I asked him why he wanted to sell and over the next ten minutes he related to me his life story.
He had met his wife in California during the 1970's when he was in the military. They married and continued to travel the world as he was stationed at several bases across the globe as a pilot, eventually ending up in Tucson in the 90's to settle into retirement. What the didn't plan for, however, was the breast cancer that his wife was diagnosed with just a few short years ago. Sadly his wife passed away recently and he moved to be closer to family while he grieved. Gus still owned the home they lived in together and had called me because he was finally ready to move on and wanted to sell the house.

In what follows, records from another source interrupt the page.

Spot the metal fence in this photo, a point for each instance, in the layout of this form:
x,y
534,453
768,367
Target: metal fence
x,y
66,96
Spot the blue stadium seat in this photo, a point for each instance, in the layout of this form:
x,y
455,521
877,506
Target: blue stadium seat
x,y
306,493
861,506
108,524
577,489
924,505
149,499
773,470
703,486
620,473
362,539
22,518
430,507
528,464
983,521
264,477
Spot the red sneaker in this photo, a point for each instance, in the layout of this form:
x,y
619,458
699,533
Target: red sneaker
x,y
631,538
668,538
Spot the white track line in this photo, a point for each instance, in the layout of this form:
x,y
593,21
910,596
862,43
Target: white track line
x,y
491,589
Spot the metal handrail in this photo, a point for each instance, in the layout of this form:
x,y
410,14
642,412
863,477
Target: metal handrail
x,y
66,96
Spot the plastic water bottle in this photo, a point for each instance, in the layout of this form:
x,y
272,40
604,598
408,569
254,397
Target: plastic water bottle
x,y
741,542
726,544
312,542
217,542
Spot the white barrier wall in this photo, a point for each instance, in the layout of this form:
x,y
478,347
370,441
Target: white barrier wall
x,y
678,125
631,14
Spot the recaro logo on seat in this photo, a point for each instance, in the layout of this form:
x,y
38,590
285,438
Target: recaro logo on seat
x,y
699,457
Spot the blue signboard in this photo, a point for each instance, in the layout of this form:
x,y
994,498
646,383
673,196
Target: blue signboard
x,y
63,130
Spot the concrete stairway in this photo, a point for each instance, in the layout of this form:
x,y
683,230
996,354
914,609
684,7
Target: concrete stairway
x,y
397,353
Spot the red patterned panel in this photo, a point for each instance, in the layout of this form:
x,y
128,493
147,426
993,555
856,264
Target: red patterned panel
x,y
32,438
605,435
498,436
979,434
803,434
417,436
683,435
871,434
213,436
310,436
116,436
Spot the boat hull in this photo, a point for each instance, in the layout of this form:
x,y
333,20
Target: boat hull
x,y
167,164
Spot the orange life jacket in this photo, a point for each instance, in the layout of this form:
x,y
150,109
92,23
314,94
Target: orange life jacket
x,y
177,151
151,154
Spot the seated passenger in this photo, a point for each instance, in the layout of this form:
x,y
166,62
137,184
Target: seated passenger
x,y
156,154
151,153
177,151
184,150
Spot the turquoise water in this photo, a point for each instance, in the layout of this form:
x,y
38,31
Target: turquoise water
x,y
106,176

After relating his story to me, Gus was in a pretty fragile state. It was obvious that he was still in pretty rough shape from losing his wife, and to be honest, I was completely unprepared for what had happened, finding myself at a loss for words. I mumbled something about how sorry I was for his loss, and finally gathered enough of my wits to suggest that maybe Gus should take a bit of time to think about his decision to be sure it was what he wanted to do; the last thing I wanted was to take advantage of someone who was still grieving.
Gus apologized for rambling on about his wife and I assured him I didn't mind at all. He thanked me for taking the time to listen to him and said it might be a good idea to think over his decision to sell the house, but that he would be calling me back either way.
Now I know that this doesn't happen to most people, and it may not happen to anyone ever in their career, but the point is that you have to willing and ready to listen to your clients. Many times people need more than just an agent, they need a confidant and, more importantly, a friend.
I have no doubt in my mind that if Gus decides to go ahead with the home purchase he will give me a call, I could tell he appreciated the fact that I took the time to listen to him and didn't treat him like just another client. It sounds funny, but I wish I could help people out by listening more often.. even if it meant a house I didn't get to list.
I didn't write this post with the goal of making this seem like a life lesson, but in retrospect I suppose it should be. Listening and being compassionate is something we should all strive towards, not only does it make us better at our job, it makes us better people. I hope Gus finds some closure in his life.